Prevent girls from overthinking about 0-8 loss, says sports psychologist


Hours after Tuesday’s 0-8 loss to USA, India head coach Thomas Dennerby took most of those who didn’t play for training. The full squad of 21 had another session in the evening. Sports psychologist Sumiran Tandon said that was the right way to deal with the stress of a bad result.

“Pushing athletes to do the things they know is how you combat a setback like this,” said Tandon over the phone from New Delhi on Wednesday. “As sports psychologists, our main aim in such situations is to keep players busy so that they do not overthink about what has happened.”

By getting the players on the training pitch, Dennerby was pushing at what needs to be done, she said. “That will help the team to look forward.”

Getting the squad to work out also means they would possibly rest better which is an important step in recovery, said Tandon who counsels Indian athletes across sport and also has European sportspersons on her list of clients.

“After such a heavy loss, it is natural that athletes won’t sleep well, she said.

“A sleepless night tonight won’t help you perform better,” Dennerby had said at the post-match media conference.

This was USA’s biggest win in the history of the biennial competition that began in 2008 but was not held in 2020 due to Covid-19.

Given that the team has played games abroad and is representing the country, Tandon said she was “pretty sure there is some mental strength they are carrying. There must have been some lows in the journey so they know what is to be done when they are hit so hard.”

It is easier to get athletes to refocus if they have a game the same day as happens in individual sports such as wrestling, said Tandon. “Usually, they are charged up and focused which makes them receptive to what is being said.”

But when you have 48 hours between games, as India do here in the under-17 women’s World Cup, things can get tricky as players often “tend to overprepare for failure.” In such situations, it is important to get them to look ahead. Training or sessions with strength and conditioning coaches or in the gym can help them do that, she said.

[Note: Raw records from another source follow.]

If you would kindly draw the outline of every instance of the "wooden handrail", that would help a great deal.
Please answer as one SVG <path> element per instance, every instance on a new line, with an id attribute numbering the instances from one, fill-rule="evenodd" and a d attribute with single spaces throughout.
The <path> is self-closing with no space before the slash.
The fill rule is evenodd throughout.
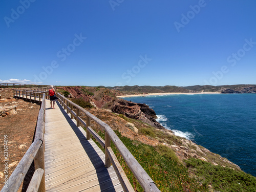
<path id="1" fill-rule="evenodd" d="M 27 91 L 14 90 L 14 95 L 18 96 L 20 95 L 24 96 L 24 92 L 30 92 Z M 1 192 L 4 191 L 17 191 L 19 188 L 26 175 L 33 161 L 34 161 L 35 168 L 36 170 L 32 177 L 32 182 L 29 184 L 29 188 L 32 189 L 38 189 L 39 191 L 45 191 L 45 143 L 44 133 L 45 128 L 45 109 L 46 109 L 46 94 L 43 93 L 34 92 L 39 94 L 39 98 L 41 98 L 41 104 L 37 118 L 35 139 L 29 149 L 24 155 L 17 167 L 10 176 L 7 182 L 8 185 L 5 185 Z M 30 95 L 31 96 L 31 95 Z M 31 99 L 33 99 L 30 97 Z M 35 99 L 36 98 L 35 97 Z M 38 172 L 39 172 L 38 175 Z M 34 181 L 37 181 L 36 182 Z M 39 181 L 38 181 L 39 180 Z"/>
<path id="2" fill-rule="evenodd" d="M 23 83 L 0 83 L 0 87 L 13 87 L 13 88 L 24 88 L 24 87 L 44 87 L 46 86 L 38 85 L 35 84 L 23 84 Z"/>
<path id="3" fill-rule="evenodd" d="M 105 156 L 106 157 L 105 166 L 106 167 L 110 166 L 111 162 L 112 164 L 113 164 L 113 166 L 114 167 L 116 167 L 115 170 L 117 172 L 118 177 L 121 177 L 119 178 L 119 181 L 120 182 L 123 181 L 123 183 L 121 183 L 121 184 L 126 185 L 125 187 L 123 186 L 124 190 L 125 190 L 125 189 L 126 188 L 129 189 L 127 189 L 128 190 L 127 191 L 134 191 L 128 179 L 126 177 L 126 175 L 124 174 L 124 174 L 122 174 L 122 169 L 120 170 L 120 167 L 121 167 L 119 163 L 117 161 L 116 158 L 114 157 L 112 155 L 114 153 L 113 153 L 112 150 L 111 150 L 111 140 L 115 144 L 122 158 L 126 163 L 128 167 L 130 168 L 144 190 L 145 191 L 160 191 L 153 180 L 150 178 L 147 173 L 144 170 L 141 165 L 132 155 L 110 126 L 90 113 L 83 108 L 68 99 L 59 93 L 57 93 L 57 94 L 59 98 L 59 102 L 61 103 L 61 105 L 64 107 L 64 109 L 67 110 L 67 113 L 69 112 L 72 114 L 72 117 L 76 119 L 77 122 L 79 122 L 79 124 L 81 123 L 87 128 L 87 139 L 90 139 L 90 135 L 88 135 L 88 134 L 92 134 L 97 141 L 99 141 L 99 143 L 104 147 Z M 70 106 L 73 106 L 71 108 L 70 107 Z M 74 107 L 77 109 L 76 111 L 72 109 L 73 109 Z M 79 117 L 81 113 L 81 112 L 86 116 L 86 122 Z M 90 121 L 91 120 L 94 121 L 104 130 L 105 131 L 105 141 L 104 141 L 104 140 L 98 134 L 95 134 L 96 132 L 93 132 L 92 129 L 90 126 Z M 111 156 L 111 157 L 110 156 Z M 131 188 L 133 190 L 131 190 Z"/>

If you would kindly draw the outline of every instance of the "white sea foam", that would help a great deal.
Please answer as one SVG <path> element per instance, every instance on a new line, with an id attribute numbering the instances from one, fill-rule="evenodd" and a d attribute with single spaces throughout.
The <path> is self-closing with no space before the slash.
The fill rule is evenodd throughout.
<path id="1" fill-rule="evenodd" d="M 172 130 L 172 131 L 174 132 L 174 135 L 181 137 L 185 137 L 186 139 L 188 140 L 191 140 L 195 138 L 194 135 L 188 132 L 184 133 L 179 130 Z"/>
<path id="2" fill-rule="evenodd" d="M 157 119 L 156 120 L 157 121 L 166 121 L 168 119 L 165 116 L 163 115 L 157 115 Z"/>

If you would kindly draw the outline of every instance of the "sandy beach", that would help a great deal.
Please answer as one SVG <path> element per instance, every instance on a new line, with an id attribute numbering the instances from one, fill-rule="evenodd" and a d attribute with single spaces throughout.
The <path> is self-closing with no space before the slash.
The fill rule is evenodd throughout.
<path id="1" fill-rule="evenodd" d="M 218 94 L 220 92 L 200 92 L 200 93 L 155 93 L 148 94 L 130 95 L 117 96 L 117 97 L 143 97 L 146 96 L 165 95 L 195 95 L 195 94 Z"/>

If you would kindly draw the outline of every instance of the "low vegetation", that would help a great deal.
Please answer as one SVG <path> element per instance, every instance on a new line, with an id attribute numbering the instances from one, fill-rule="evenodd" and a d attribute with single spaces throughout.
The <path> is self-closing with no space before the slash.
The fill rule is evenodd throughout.
<path id="1" fill-rule="evenodd" d="M 81 97 L 78 99 L 72 99 L 72 101 L 83 108 L 93 108 L 93 106 L 90 103 L 86 102 Z"/>
<path id="2" fill-rule="evenodd" d="M 203 186 L 220 191 L 255 191 L 256 178 L 243 172 L 233 170 L 200 159 L 185 161 Z"/>
<path id="3" fill-rule="evenodd" d="M 170 151 L 171 149 L 167 149 L 167 147 L 163 146 L 154 147 L 147 145 L 122 136 L 117 131 L 115 132 L 161 191 L 207 191 L 207 187 L 201 186 L 195 179 L 189 177 L 188 169 L 180 163 L 175 154 Z M 103 132 L 100 131 L 98 134 L 104 138 Z M 120 153 L 113 143 L 111 144 L 135 191 L 143 191 L 143 189 Z M 170 154 L 168 152 L 170 152 Z"/>

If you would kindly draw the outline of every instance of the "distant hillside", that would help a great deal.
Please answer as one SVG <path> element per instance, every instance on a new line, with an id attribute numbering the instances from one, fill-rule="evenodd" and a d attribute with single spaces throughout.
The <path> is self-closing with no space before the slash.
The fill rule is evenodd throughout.
<path id="1" fill-rule="evenodd" d="M 253 84 L 235 84 L 225 86 L 194 86 L 187 87 L 177 86 L 123 86 L 114 87 L 104 87 L 113 90 L 126 92 L 127 93 L 134 94 L 140 93 L 199 93 L 199 92 L 220 92 L 222 93 L 256 93 L 256 85 Z"/>
<path id="2" fill-rule="evenodd" d="M 113 90 L 140 93 L 190 93 L 191 91 L 180 87 L 166 86 L 124 86 L 114 87 Z"/>
<path id="3" fill-rule="evenodd" d="M 227 92 L 226 90 L 232 93 L 253 93 L 253 87 L 256 85 L 253 84 L 234 84 L 232 86 L 194 86 L 183 87 L 183 88 L 191 91 L 204 92 Z"/>

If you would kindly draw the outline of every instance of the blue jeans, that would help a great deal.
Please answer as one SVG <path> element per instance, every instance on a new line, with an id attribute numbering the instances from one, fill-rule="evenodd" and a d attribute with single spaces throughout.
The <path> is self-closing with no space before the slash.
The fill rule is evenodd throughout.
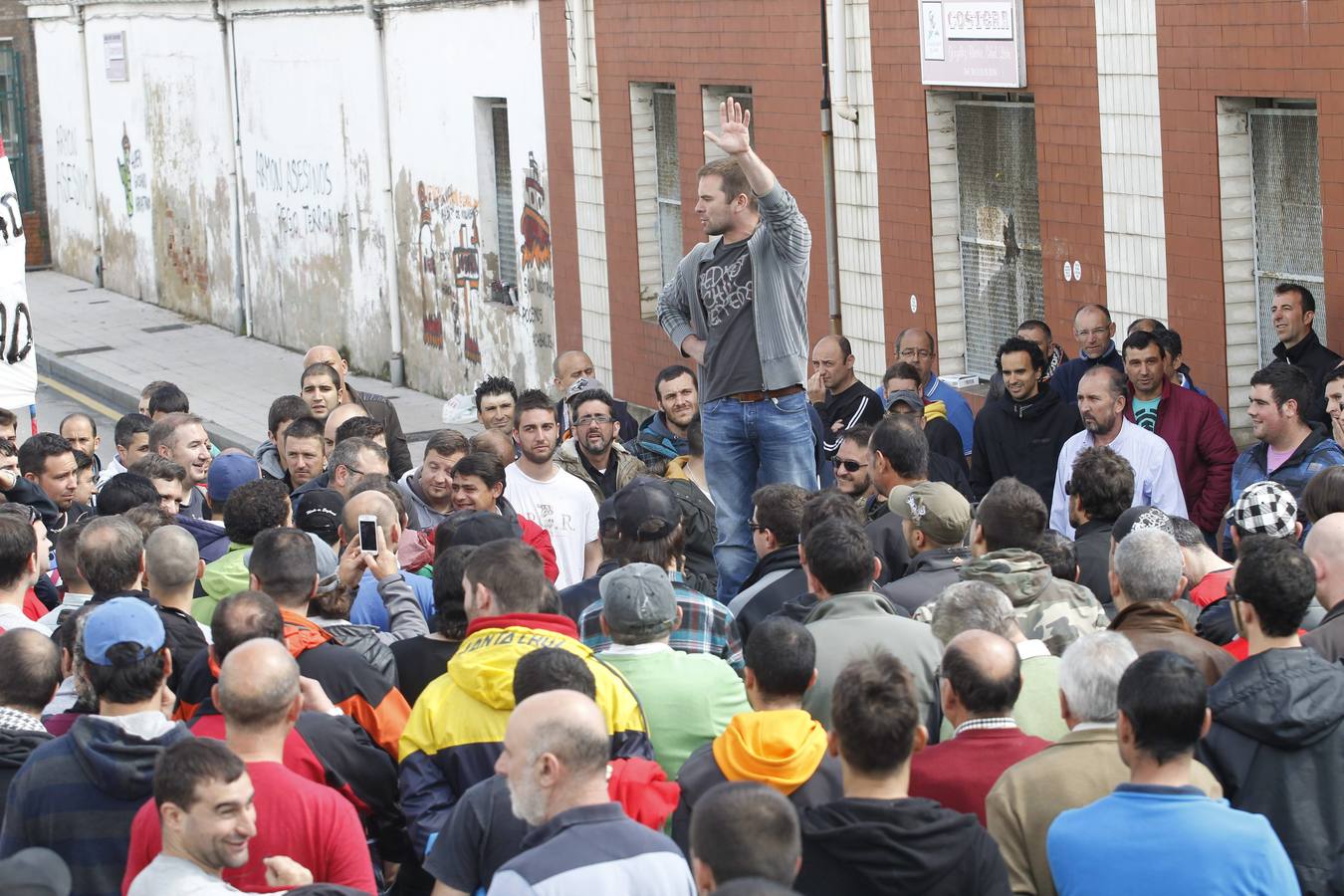
<path id="1" fill-rule="evenodd" d="M 817 488 L 817 463 L 805 392 L 763 402 L 720 398 L 700 406 L 704 474 L 714 498 L 719 540 L 718 599 L 727 603 L 755 567 L 751 493 L 762 485 L 793 482 Z"/>

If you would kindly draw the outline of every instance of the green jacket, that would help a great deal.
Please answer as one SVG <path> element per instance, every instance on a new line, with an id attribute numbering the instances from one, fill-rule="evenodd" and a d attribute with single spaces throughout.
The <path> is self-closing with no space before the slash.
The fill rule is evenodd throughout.
<path id="1" fill-rule="evenodd" d="M 961 579 L 988 582 L 1008 595 L 1021 633 L 1044 641 L 1056 657 L 1078 638 L 1105 631 L 1109 625 L 1091 591 L 1056 579 L 1040 555 L 1031 551 L 991 551 L 962 564 Z"/>

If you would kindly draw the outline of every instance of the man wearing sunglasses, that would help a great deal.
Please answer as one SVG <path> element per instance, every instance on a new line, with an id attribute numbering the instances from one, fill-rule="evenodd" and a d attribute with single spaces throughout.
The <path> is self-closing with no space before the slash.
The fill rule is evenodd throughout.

Focusing on routine too usually helps, she said. If you are doing what you were supposed to be doing at any point in the day, chances are you will not be dwelling too much on what has happened, said Tandon. And not try anything new. “What you haven’t learned in training you are unlikely to do that in two days,” said Tandon. That is what Dennerby plans to do. “We will stick to the plan and try our best to win the game in two days,” he said on Tuesday.

Another way of keeping players distracted from results they can’t change is to get them to watch videos of games where they have done well, said Tandon.